May 4, 2022
May 4, 2022
The latest update from the U.S. Bureau of Labor and Statistics paints a picture of an increasingly frothy hiring landscape. According to their Job Openings and Labor Turnover Summary (JOLTS) report, job openings hit 11.5 million, the highest reported since the series began in 2000. That's up from the 11.3 million seen at the end of February. Economists surveyed by Bloomberg had expected openings to decline to 11 million through the month.
Quits totaled 4.54 million, also a record and indicative that the labor market remains historically tight. The gap between open jobs and available workers hit 5.6 million, another new high.
In March, the number of hires was little changed at 6.7 million. The hires rate was unchanged at 4.5 percent.

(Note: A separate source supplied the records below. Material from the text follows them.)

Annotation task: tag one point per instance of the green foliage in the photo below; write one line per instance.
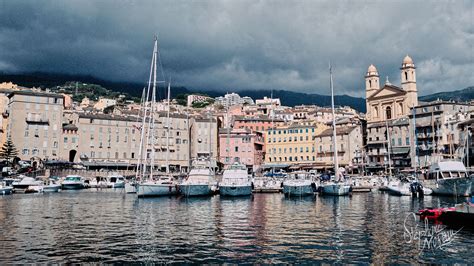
(8, 151)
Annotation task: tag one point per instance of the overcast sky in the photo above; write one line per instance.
(233, 45)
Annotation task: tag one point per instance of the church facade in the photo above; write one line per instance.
(388, 110)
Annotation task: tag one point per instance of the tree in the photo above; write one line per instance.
(8, 150)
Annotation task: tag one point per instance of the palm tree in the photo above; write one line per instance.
(8, 151)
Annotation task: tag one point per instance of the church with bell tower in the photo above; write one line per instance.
(390, 101)
(388, 109)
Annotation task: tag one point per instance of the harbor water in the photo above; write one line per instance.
(111, 226)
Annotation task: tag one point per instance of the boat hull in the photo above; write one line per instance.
(189, 190)
(451, 187)
(303, 190)
(230, 190)
(51, 188)
(72, 186)
(6, 190)
(336, 189)
(130, 188)
(155, 190)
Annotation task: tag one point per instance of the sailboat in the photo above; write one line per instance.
(201, 179)
(149, 185)
(336, 186)
(235, 180)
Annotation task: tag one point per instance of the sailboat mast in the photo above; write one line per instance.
(334, 133)
(389, 148)
(153, 106)
(415, 144)
(141, 157)
(168, 130)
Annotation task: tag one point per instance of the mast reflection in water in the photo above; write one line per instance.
(90, 226)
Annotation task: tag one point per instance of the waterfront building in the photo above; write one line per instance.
(388, 107)
(350, 147)
(439, 131)
(257, 123)
(243, 146)
(292, 144)
(196, 98)
(204, 134)
(103, 103)
(35, 123)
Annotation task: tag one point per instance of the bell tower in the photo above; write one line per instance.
(408, 78)
(372, 84)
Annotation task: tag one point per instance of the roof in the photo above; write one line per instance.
(107, 117)
(70, 127)
(339, 131)
(35, 93)
(397, 90)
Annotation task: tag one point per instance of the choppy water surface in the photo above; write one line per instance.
(90, 226)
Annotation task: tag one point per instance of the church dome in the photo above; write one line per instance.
(407, 60)
(372, 69)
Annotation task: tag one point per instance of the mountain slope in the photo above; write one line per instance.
(463, 95)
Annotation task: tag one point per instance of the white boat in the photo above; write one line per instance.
(131, 187)
(73, 182)
(99, 182)
(449, 178)
(25, 183)
(199, 182)
(298, 187)
(235, 181)
(336, 187)
(116, 181)
(164, 186)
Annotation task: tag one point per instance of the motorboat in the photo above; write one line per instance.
(298, 184)
(116, 181)
(25, 183)
(449, 178)
(235, 181)
(161, 186)
(266, 184)
(99, 182)
(131, 187)
(199, 182)
(73, 182)
(336, 188)
(5, 190)
(414, 188)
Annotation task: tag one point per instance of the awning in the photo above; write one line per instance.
(400, 150)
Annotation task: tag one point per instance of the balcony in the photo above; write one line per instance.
(37, 121)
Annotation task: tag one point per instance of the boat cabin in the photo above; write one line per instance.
(447, 170)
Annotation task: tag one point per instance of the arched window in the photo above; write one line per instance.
(388, 112)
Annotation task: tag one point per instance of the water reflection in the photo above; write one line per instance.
(109, 226)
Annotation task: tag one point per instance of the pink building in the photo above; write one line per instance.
(258, 123)
(241, 145)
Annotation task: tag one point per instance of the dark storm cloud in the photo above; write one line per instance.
(232, 45)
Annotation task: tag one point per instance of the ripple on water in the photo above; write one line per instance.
(108, 226)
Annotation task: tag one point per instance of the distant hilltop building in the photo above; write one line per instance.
(103, 103)
(390, 101)
(232, 99)
(196, 98)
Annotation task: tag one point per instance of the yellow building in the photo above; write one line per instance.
(292, 144)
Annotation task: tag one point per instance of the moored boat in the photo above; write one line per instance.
(73, 182)
(449, 178)
(235, 181)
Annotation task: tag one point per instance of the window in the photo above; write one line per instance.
(388, 112)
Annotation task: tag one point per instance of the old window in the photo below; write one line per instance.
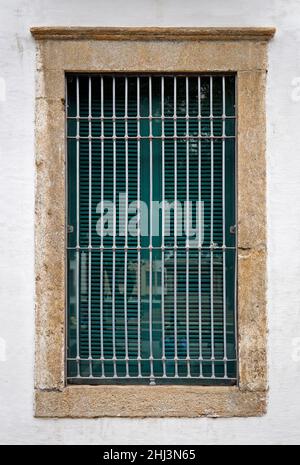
(151, 288)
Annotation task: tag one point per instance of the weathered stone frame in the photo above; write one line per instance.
(60, 50)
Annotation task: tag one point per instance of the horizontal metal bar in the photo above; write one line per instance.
(150, 137)
(126, 359)
(137, 118)
(176, 247)
(154, 377)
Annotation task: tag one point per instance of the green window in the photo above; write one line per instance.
(151, 245)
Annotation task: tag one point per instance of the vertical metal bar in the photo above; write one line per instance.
(139, 223)
(90, 229)
(102, 228)
(200, 243)
(224, 227)
(187, 229)
(163, 225)
(211, 228)
(152, 381)
(236, 354)
(114, 225)
(77, 232)
(175, 229)
(126, 228)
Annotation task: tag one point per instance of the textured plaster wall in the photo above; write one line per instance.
(17, 66)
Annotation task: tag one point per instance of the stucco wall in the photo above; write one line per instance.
(17, 67)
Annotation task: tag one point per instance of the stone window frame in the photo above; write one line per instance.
(93, 49)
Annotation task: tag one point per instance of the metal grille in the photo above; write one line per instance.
(151, 229)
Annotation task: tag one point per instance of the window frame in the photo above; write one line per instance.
(238, 50)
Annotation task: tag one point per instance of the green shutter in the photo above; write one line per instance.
(103, 323)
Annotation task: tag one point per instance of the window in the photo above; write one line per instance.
(124, 365)
(151, 289)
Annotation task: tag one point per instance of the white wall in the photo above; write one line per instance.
(17, 67)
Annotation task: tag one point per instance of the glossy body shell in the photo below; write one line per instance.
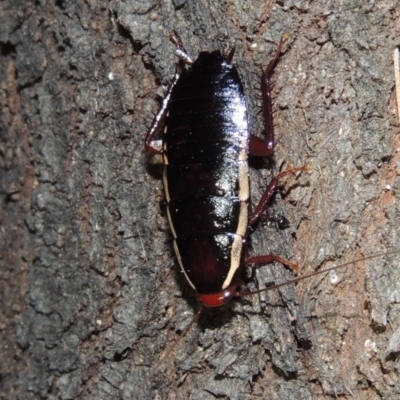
(205, 149)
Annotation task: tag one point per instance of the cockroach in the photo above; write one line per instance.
(202, 134)
(205, 145)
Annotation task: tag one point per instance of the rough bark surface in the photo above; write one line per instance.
(91, 293)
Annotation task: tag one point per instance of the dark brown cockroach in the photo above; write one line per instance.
(202, 133)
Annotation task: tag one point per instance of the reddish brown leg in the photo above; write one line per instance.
(260, 147)
(269, 259)
(262, 205)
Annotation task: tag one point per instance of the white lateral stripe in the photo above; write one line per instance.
(165, 182)
(178, 256)
(236, 253)
(243, 219)
(244, 187)
(170, 223)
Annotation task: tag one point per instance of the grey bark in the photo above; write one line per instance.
(91, 293)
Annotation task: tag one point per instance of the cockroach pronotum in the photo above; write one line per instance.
(202, 133)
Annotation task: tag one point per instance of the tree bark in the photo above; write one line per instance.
(91, 292)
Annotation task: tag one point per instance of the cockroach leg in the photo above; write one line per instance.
(269, 192)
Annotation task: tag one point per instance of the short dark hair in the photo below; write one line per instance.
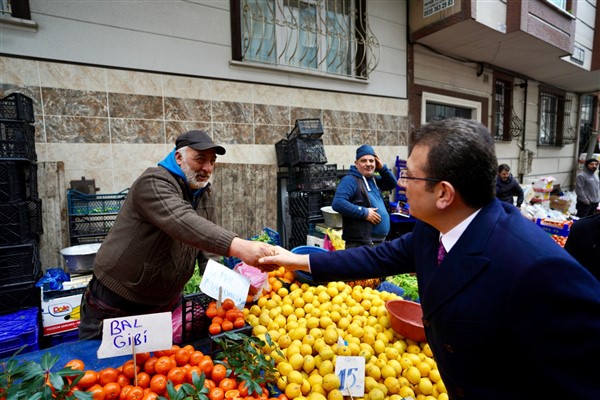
(503, 167)
(461, 151)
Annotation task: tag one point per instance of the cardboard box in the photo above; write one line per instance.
(562, 205)
(60, 310)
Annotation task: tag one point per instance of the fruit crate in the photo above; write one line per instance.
(307, 128)
(194, 322)
(87, 204)
(19, 295)
(18, 181)
(20, 221)
(313, 177)
(17, 106)
(17, 141)
(20, 263)
(306, 151)
(19, 329)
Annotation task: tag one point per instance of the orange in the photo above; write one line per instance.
(143, 380)
(97, 392)
(176, 375)
(107, 375)
(218, 373)
(163, 365)
(112, 390)
(195, 357)
(216, 394)
(182, 356)
(228, 384)
(158, 384)
(149, 365)
(88, 379)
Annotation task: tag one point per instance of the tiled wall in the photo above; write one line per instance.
(110, 125)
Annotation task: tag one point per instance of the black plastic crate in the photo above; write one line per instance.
(20, 295)
(313, 177)
(20, 221)
(20, 263)
(306, 151)
(17, 141)
(17, 106)
(194, 322)
(306, 205)
(87, 204)
(281, 152)
(91, 225)
(307, 128)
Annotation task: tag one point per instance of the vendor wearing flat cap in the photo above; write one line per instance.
(167, 222)
(359, 200)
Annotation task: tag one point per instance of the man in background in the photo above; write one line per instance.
(359, 200)
(508, 187)
(587, 189)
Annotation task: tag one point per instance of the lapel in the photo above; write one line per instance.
(465, 261)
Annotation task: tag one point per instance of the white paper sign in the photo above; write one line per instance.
(146, 333)
(351, 371)
(233, 285)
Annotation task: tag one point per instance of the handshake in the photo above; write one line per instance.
(267, 257)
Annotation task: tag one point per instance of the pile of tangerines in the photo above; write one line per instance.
(225, 317)
(146, 377)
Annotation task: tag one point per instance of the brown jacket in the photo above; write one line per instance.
(150, 252)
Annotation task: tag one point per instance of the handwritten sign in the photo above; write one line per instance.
(233, 285)
(351, 371)
(144, 333)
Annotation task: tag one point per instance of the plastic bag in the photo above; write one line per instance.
(259, 280)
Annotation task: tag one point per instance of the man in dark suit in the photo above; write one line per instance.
(583, 243)
(507, 312)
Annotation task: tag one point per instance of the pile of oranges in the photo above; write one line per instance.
(224, 318)
(146, 378)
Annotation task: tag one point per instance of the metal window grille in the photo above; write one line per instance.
(551, 119)
(329, 36)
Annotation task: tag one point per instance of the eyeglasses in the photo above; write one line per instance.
(405, 178)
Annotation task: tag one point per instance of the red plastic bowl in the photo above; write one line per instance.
(406, 318)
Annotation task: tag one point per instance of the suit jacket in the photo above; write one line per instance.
(508, 314)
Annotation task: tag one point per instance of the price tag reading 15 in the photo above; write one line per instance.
(351, 371)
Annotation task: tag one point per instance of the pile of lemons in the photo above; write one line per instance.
(312, 325)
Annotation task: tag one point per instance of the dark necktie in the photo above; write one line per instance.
(441, 253)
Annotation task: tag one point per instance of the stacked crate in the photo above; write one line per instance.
(20, 219)
(311, 182)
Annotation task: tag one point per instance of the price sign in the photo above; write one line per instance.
(351, 371)
(219, 280)
(137, 333)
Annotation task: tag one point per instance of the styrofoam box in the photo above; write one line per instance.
(60, 310)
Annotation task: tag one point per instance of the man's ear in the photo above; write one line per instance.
(445, 194)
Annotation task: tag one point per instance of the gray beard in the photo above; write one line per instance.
(190, 176)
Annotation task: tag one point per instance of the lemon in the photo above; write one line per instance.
(293, 390)
(392, 384)
(376, 394)
(325, 367)
(284, 368)
(425, 386)
(296, 361)
(413, 375)
(388, 371)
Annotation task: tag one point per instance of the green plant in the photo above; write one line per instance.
(29, 380)
(245, 357)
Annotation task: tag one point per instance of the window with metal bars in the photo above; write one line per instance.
(551, 116)
(327, 36)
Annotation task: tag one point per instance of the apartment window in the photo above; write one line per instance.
(330, 37)
(551, 117)
(437, 107)
(15, 9)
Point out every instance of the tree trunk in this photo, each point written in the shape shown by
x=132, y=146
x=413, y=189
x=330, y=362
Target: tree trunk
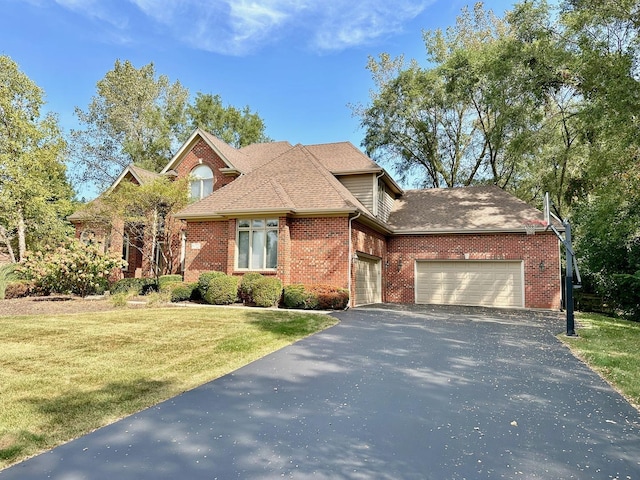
x=22, y=240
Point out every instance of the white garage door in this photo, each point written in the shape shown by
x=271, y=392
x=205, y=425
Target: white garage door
x=485, y=283
x=368, y=280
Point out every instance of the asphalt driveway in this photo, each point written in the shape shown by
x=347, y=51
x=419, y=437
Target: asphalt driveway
x=389, y=393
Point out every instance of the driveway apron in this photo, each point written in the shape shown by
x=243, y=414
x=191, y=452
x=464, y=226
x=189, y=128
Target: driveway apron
x=389, y=393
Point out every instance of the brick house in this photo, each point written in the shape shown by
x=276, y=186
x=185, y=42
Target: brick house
x=327, y=214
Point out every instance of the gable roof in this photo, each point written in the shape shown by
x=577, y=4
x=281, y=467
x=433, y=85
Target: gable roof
x=295, y=182
x=482, y=209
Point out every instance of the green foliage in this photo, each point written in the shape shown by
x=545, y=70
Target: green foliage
x=164, y=280
x=315, y=297
x=266, y=291
x=35, y=196
x=72, y=267
x=246, y=286
x=203, y=281
x=6, y=275
x=222, y=290
x=180, y=291
x=19, y=289
x=238, y=128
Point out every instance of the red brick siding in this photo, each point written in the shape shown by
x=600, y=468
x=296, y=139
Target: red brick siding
x=319, y=251
x=202, y=151
x=542, y=285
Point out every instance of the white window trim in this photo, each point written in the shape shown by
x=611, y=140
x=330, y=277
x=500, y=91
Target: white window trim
x=251, y=229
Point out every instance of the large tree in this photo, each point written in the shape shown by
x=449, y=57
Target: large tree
x=35, y=196
x=236, y=127
x=136, y=117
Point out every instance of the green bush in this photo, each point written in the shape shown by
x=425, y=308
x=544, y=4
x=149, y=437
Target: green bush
x=72, y=267
x=246, y=286
x=127, y=285
x=204, y=279
x=266, y=291
x=7, y=274
x=222, y=290
x=180, y=291
x=19, y=289
x=315, y=297
x=166, y=279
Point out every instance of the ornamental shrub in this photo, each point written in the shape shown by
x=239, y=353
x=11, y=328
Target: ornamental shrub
x=246, y=286
x=166, y=279
x=179, y=291
x=204, y=279
x=222, y=290
x=266, y=291
x=19, y=289
x=72, y=267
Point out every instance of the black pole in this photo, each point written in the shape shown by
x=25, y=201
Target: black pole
x=569, y=280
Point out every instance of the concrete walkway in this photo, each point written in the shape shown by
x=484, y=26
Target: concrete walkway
x=389, y=393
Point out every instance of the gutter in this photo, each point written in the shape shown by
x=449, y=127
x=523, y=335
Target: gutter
x=349, y=270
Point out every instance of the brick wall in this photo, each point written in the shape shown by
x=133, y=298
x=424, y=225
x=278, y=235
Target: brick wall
x=539, y=252
x=201, y=153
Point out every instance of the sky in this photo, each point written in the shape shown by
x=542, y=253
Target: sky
x=299, y=64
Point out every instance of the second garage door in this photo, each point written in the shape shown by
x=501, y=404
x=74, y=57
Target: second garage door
x=483, y=283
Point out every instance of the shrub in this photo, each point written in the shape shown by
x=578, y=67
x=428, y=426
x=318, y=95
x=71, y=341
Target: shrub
x=19, y=289
x=266, y=291
x=166, y=279
x=179, y=291
x=7, y=275
x=246, y=286
x=204, y=279
x=127, y=285
x=72, y=267
x=315, y=297
x=222, y=290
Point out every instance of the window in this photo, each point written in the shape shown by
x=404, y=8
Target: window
x=201, y=182
x=258, y=244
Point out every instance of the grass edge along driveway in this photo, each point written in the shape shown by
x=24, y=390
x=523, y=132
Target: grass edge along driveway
x=611, y=347
x=64, y=376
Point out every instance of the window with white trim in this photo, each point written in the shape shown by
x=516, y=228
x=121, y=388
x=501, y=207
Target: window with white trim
x=201, y=182
x=257, y=244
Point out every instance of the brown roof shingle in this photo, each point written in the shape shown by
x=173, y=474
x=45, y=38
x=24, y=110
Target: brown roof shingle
x=464, y=209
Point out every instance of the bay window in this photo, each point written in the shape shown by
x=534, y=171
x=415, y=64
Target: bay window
x=257, y=244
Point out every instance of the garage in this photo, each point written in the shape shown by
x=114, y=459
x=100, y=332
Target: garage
x=481, y=283
x=368, y=280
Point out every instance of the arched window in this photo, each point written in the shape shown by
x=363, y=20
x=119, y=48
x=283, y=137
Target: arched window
x=201, y=182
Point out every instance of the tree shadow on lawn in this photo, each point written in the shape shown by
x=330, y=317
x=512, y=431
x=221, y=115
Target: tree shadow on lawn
x=78, y=412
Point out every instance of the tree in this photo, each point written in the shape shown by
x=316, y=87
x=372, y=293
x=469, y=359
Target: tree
x=143, y=215
x=236, y=127
x=35, y=196
x=136, y=117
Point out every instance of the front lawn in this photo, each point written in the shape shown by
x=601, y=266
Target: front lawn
x=611, y=347
x=63, y=376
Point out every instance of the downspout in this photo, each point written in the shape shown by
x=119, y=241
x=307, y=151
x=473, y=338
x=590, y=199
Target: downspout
x=351, y=258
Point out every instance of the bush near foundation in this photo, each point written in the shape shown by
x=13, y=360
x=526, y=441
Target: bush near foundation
x=266, y=291
x=315, y=297
x=222, y=290
x=204, y=279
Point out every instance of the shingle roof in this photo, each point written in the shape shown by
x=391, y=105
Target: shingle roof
x=466, y=209
x=342, y=157
x=292, y=182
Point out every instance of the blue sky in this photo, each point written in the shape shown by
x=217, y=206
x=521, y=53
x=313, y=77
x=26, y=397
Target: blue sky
x=297, y=63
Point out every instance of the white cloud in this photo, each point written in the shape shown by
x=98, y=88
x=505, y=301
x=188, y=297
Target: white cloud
x=239, y=27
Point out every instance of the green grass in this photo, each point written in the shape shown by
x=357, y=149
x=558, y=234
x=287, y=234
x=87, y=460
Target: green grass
x=612, y=348
x=63, y=376
x=6, y=275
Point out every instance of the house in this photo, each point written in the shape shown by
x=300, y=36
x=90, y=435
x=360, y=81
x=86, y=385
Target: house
x=327, y=214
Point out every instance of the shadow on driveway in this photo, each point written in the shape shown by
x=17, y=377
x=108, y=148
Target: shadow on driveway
x=408, y=392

“For the economy, this points to another strong jobs report on Friday, and for workers, this means continued strong wage increases, especially for those who change jobs,” said Robert Frick, corporate economist at Navy Federal Credit Union in Vienna, Virginia. “The situation likely will continue well into this year given the Federal Reserve’s efforts to cool the labor market probably won’t gain traction for months.”
The retail sector led the rise, with an additional 155,000 unfilled jobs. Manufacturers of long-lasting goods reported 50,000 more vacancies.
But job openings decreased by 69,000 in the transportation, warehousing and utilities industry. State and local government education had 43,000 fewer vacancies, while job openings in the federal government decreased by 20,000.
The quits rate is viewed by policymakers and economists as a measure of job market confidence. The higher quits rate suggests wage inflation will likely continue to build up as companies scramble for workers.